Ira Kemelmacher-Shlizerman, an assistant professor of computer science at the University of Washington who was not involved in the research, said “I love this paper” because it presents a “fantastic idea . . . the paper shows that head geometry can be 3-D manipulated for perspective and pose without an actual 3-D reconstruction of the input person. She noted that adjusting apparent camera distances could also let people forego the awkward, hand-held poles, known as selfie sticks, when trying to capture snazzier self-portraits. “The selfies application is very fun, which could bring an end to the selfie stick!” Kemelmacher-Shlizerman said.

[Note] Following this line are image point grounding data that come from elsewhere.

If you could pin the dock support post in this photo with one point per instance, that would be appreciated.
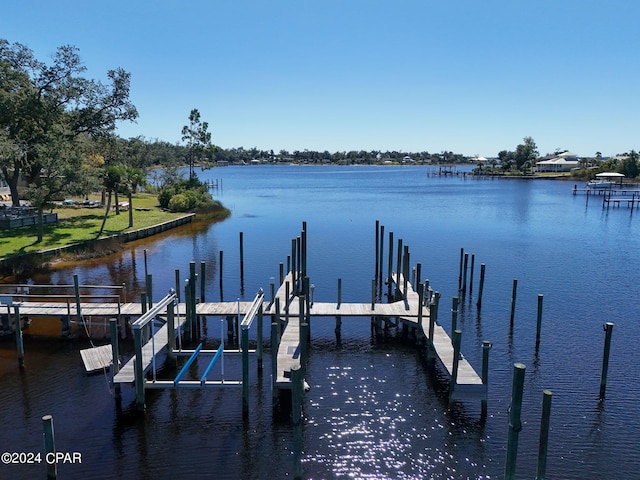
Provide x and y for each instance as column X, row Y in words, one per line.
column 377, row 253
column 515, row 424
column 390, row 272
column 149, row 286
column 464, row 274
column 479, row 302
column 297, row 390
column 241, row 263
column 460, row 271
column 260, row 334
column 379, row 273
column 245, row 371
column 275, row 343
column 473, row 261
column 76, row 289
column 457, row 338
column 544, row 435
column 539, row 319
column 220, row 268
column 514, row 291
column 304, row 335
column 138, row 369
column 115, row 355
column 202, row 280
column 608, row 328
column 486, row 347
column 49, row 446
column 454, row 314
column 19, row 339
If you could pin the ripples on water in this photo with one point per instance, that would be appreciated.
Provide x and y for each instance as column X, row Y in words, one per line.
column 374, row 410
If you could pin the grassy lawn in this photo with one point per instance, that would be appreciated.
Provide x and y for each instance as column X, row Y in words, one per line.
column 76, row 224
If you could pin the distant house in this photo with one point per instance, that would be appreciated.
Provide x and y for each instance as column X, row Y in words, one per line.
column 562, row 162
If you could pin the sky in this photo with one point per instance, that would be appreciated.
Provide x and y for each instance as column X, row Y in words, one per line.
column 470, row 76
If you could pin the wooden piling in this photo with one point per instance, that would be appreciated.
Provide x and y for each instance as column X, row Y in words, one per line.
column 454, row 314
column 486, row 347
column 377, row 252
column 244, row 345
column 515, row 425
column 297, row 391
column 115, row 355
column 539, row 319
column 544, row 435
column 202, row 281
column 49, row 446
column 473, row 261
column 460, row 271
column 464, row 274
column 457, row 339
column 608, row 329
column 514, row 291
column 481, row 287
column 220, row 273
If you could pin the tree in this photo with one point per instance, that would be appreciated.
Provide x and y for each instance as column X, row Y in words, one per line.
column 197, row 138
column 40, row 101
column 526, row 154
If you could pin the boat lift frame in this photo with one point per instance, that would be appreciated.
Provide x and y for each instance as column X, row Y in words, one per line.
column 169, row 303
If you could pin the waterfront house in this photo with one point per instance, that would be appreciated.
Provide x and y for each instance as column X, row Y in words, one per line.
column 561, row 162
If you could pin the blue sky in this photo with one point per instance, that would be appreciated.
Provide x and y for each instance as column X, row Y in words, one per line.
column 471, row 76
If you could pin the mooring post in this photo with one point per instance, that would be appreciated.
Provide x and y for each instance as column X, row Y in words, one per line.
column 49, row 446
column 202, row 280
column 178, row 286
column 454, row 314
column 303, row 335
column 244, row 345
column 220, row 268
column 275, row 342
column 514, row 291
column 76, row 289
column 380, row 263
column 481, row 287
column 464, row 274
column 486, row 347
column 241, row 263
column 377, row 252
column 115, row 355
column 433, row 318
column 515, row 424
column 460, row 271
column 544, row 435
column 260, row 346
column 539, row 319
column 420, row 303
column 399, row 267
column 297, row 391
column 608, row 329
column 457, row 338
column 19, row 340
column 390, row 272
column 138, row 368
column 149, row 286
column 473, row 261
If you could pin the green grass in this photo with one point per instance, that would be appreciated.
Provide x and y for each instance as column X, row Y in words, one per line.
column 77, row 224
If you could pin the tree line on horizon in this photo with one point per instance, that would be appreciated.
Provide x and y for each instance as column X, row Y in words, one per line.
column 57, row 139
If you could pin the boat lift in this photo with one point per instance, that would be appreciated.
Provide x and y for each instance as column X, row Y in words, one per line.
column 168, row 335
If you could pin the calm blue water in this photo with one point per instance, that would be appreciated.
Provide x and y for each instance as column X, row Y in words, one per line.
column 374, row 410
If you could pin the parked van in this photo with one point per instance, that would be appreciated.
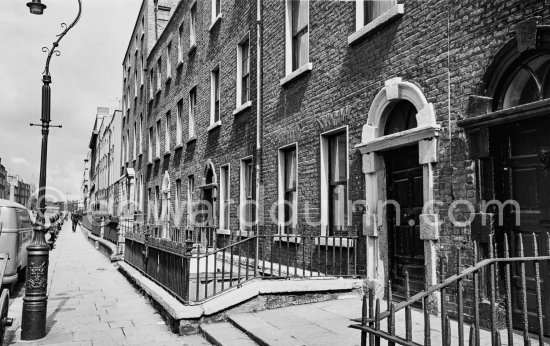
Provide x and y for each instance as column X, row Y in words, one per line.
column 15, row 235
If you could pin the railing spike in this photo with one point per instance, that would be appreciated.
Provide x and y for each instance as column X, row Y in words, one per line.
column 390, row 294
column 448, row 330
column 506, row 246
column 472, row 341
column 520, row 241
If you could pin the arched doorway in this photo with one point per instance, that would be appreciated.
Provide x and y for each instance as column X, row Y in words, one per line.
column 207, row 216
column 404, row 186
column 399, row 149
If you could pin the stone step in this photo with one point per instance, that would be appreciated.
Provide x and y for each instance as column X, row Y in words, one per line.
column 262, row 332
column 225, row 334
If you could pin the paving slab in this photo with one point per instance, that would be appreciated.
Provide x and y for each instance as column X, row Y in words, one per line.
column 226, row 334
column 91, row 303
column 262, row 331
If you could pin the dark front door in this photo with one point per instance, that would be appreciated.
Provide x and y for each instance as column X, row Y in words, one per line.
column 405, row 197
column 521, row 175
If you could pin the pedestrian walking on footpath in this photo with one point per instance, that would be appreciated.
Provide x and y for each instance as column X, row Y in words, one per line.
column 74, row 219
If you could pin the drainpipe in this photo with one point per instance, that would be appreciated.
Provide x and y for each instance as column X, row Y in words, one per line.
column 155, row 10
column 258, row 108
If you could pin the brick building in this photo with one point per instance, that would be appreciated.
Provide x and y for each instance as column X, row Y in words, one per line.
column 417, row 103
column 198, row 134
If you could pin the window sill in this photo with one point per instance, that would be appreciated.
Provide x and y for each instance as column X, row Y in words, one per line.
column 192, row 49
column 220, row 231
column 391, row 14
column 289, row 238
column 335, row 241
column 215, row 21
column 214, row 125
column 242, row 107
column 297, row 73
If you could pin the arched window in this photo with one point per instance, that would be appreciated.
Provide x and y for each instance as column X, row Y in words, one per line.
column 527, row 82
column 402, row 117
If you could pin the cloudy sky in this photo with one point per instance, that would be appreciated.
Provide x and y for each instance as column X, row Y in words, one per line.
column 86, row 75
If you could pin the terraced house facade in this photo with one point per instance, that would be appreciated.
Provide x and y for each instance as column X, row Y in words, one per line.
column 376, row 129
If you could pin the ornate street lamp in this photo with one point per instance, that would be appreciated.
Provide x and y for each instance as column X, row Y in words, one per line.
column 33, row 324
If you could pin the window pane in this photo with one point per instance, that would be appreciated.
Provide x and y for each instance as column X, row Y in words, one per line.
column 300, row 50
column 375, row 8
column 338, row 205
column 290, row 170
column 299, row 15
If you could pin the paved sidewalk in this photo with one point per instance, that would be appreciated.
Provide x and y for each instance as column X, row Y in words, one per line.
column 91, row 303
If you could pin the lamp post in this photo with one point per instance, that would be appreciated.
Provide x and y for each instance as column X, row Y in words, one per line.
column 33, row 324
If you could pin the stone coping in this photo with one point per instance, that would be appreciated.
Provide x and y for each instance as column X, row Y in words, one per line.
column 237, row 295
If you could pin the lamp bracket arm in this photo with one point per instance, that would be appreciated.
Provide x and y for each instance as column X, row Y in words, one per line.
column 54, row 50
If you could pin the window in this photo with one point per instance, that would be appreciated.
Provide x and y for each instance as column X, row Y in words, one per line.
column 192, row 25
column 178, row 122
column 149, row 202
column 216, row 9
column 134, row 140
column 373, row 9
column 158, row 201
column 243, row 71
column 224, row 197
column 150, row 146
column 157, row 139
column 177, row 204
column 190, row 190
column 297, row 49
column 139, row 134
column 135, row 83
column 142, row 65
column 169, row 61
column 167, row 133
column 127, row 145
column 215, row 96
column 337, row 181
column 247, row 206
column 192, row 109
column 530, row 82
column 159, row 78
column 288, row 192
column 180, row 44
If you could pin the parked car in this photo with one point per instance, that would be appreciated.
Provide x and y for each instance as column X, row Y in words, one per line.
column 15, row 235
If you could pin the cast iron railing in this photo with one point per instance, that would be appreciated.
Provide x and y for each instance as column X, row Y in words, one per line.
column 370, row 323
column 209, row 271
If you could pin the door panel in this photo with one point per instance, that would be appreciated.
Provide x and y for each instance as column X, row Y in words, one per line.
column 406, row 250
column 524, row 180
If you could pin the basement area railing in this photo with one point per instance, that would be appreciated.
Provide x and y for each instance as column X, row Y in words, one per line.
column 507, row 275
column 193, row 273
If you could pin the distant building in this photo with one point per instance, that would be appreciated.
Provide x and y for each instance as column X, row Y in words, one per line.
column 4, row 189
column 104, row 163
column 19, row 190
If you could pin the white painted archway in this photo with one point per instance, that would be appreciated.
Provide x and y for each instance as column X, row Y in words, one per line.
column 373, row 143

Other applications besides correcting the distance perspective and poses of selfies include creating 3-D anaglyphs, Harry Potter-style “live” portraits, and editing frames of video.
Before potentially pursuing commercial development or release, Fried and colleagues want to first focus on honing their photo-editing tool. One remaining challenge area is hair. When warped in the same manner as other cranial characteristics, hair can look distorted because of its varied texture, styling and color. “Hair is tricky,” said Fried. Another problem: automatically synthesizing, or “hallucinating” a missing feature, such as a left or right ear, not visible due to a subject’s pose in an original picture, and which would appear to be missing when altering the subject’s pose in a modified image.
“We still have a lot of research to do,” said Fried. “We are happy with what we achieved so far, but we look forward to learning how we can make these selfie transformations appear even more realistic.”
The other collaborators on this project are Eli Shechtman of Adobe Research and Dan Goldman, now with Google but with Adobe Research during the bulk of the research. Princeton undergraduates Brian McSwiggen and John Morone, both computer science majors, have built an online demonstration of the new portrait manipulation method at the project’s web page, where additional information and a video may also be found: http://faces.cs.princeton.edu/.
This research was funded in part by Adobe and by a Google Graduate Fellowship.